Lembing-lebing yang berterbangan bisa membuat peserta terluka bahkan kehilangan nyawa. Dalam tradisi Pasola, mereka yang terluka akan diobati menggunakan air dari tempayan yang sudah disakralkan oleh Rato.
Dulu, menurut warga Desa Wainyapu, banyak korban tewas dalam gelaran Pasola. Meski sejak berpuluh-puluh tahun belakangan, belum ada lagi kejadian ritual Pasola yang berujung maut.
Meski demikian, para peserta masih sering mengalami cedera parah saat bermain Pasola. Semisal, saat lembing yang digunakan mengenai bagian tubuh seperti mata, dan lain-lain.
Meski berisiko menyebabkan cedera dan kematian, peserta Pasola tidak akan dipersalahkan akibat perbuatannya.

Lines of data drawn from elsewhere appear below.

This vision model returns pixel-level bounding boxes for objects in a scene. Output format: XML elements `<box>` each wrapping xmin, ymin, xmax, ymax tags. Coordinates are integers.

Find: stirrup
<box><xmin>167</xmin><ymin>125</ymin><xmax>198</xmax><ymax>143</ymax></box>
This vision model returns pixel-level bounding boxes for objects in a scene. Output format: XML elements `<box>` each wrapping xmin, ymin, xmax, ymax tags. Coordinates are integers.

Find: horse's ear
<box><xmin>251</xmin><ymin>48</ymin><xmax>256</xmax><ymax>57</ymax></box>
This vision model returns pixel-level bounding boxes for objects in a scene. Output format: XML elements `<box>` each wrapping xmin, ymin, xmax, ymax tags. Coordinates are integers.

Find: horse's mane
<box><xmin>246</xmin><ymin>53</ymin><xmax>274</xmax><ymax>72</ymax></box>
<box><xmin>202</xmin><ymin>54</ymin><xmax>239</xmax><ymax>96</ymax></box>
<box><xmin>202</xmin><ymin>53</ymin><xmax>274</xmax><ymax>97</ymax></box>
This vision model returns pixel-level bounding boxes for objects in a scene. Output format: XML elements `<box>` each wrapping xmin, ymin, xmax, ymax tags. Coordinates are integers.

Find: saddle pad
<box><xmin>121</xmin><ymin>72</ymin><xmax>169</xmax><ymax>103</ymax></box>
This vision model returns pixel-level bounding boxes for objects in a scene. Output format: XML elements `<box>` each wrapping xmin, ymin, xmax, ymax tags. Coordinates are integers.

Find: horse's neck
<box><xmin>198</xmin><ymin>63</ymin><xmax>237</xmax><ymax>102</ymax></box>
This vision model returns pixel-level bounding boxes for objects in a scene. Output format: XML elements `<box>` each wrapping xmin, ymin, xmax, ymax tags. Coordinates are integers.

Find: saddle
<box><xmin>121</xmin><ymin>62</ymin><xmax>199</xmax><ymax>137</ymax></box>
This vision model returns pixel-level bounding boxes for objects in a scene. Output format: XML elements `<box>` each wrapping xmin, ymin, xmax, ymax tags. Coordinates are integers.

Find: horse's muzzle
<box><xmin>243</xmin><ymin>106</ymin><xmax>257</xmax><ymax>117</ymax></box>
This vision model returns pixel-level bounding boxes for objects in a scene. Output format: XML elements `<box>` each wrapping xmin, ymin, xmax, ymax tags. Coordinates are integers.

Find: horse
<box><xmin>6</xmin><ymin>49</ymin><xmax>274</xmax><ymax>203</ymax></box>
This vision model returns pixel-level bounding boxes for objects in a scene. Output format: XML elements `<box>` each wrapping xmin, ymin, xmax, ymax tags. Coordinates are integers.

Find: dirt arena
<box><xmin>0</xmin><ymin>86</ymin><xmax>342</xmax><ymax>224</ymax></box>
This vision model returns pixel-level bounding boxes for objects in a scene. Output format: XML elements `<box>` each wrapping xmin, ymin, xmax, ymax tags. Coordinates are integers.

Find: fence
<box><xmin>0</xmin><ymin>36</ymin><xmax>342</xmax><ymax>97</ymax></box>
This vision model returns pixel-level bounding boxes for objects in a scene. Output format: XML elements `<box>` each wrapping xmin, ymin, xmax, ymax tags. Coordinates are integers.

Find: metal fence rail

Begitu ritual Pasola selesai, tak boleh ada dendam di antara peserta.
“Misalnya mati itu tidak apa-apa, tidak ada dendam. (Pemerintah juga tidak menyetop Pasola) justru mendorongnya karena (tidak ada yang) mati, (tapi) cedera iya,” terang Ndara Tanggu Kaha, Wakil Bupati Kabupaten Sumba Barat Daya, saat ditemui kumparan.
3. Tiap Desa Punya Ritual Berbeda
Meski tradisi Pasola ada di Sumba Barat Daya dan Sumba Barat, tapi tanggal perayaan dan ritual yang dilakukan tiap daerah berbeda-beda. Entah apa penyebabnya.
Desa Wainyapu, misalnya, menggelar Pasola pada tanggal 27 Maret 2019. Sementara Pasola di Desa Maliti Bondo Ate dilaksanakan lebih dahulu tanggal 23 Maret.
Bentuk ritualnya juga berbeda. Di Desa Wainyapu, Rato akan menggelar ritual membakar ayam untuk memberitahu arwah nenek moyang bila Pasola akan dilaksanakan. Dalam ritual ini sesaji yang digunakan cukup satu ekor ayam saja. Sementara di tempat lain, ada yang menambahkan sesajian dengan makanan lain, semisal ketupat.
4. Menggunakan Kuda Jantan
Kuda yang ditunggangi peserta dalam ritual Pasola harus jantan. Tak ada alasan pasti mengapa kuda jantan lebih dipilih ketimbang kuda betina.
Namun dalam perkembangannya, kini kuda betina juga kerap digunakan dalam Pasola. Beberapa sumber menyebutkan, ada syarat khusus bila kuda betina akan digunakan dalam Pasola. Kuda itu , harus mandul atau tidak bisa memiliki anak.
Meski demikian, yang paling penting adalah kuda harus bisa dikendalikan oleh si empunya. Itu sebabnya, kuda yang diikut sertakan dalam Pasola tidak boleh mencelakakan penunggangnya atau orang lain.
5. Pasola Diperlakukan Seperti Hari Raya
Bagi warga Sumba, Pasola tak cuma sekadar atraksi budaya. Di balik kemeriahannya, Pasola punya arti lain. Mulai dari ajang adu ketangkasan hingga menjadi momen bercengkrama bersama keluarga besar.
Saat Pasola tiba, sanak famili yang tinggal di luar kampung datang berbondong-bondong. Penduduk dari desa tetangga pun juga datang untuk meramaikan. Mereka memanfaatkan momentum itu untuk bertemu dengan kerabat yang tinggal di lokasi penyelenggaan Pasola.
Karena kedatangan keluarga besar hingga kerabat, maka tiap rumah di desa penyelenggara Pasola akan menyiapkan sambutan. Tamu yang datang akan disuguhi hidangan istimewa.
Pasola seperti hari raya bagi penduduk Sumba. Kala pelaksanaan Pasola, semua keluarga besar berkumpul, makan bersama dengan menu spesial, dan ditutup dengan menonton atraksi budaya.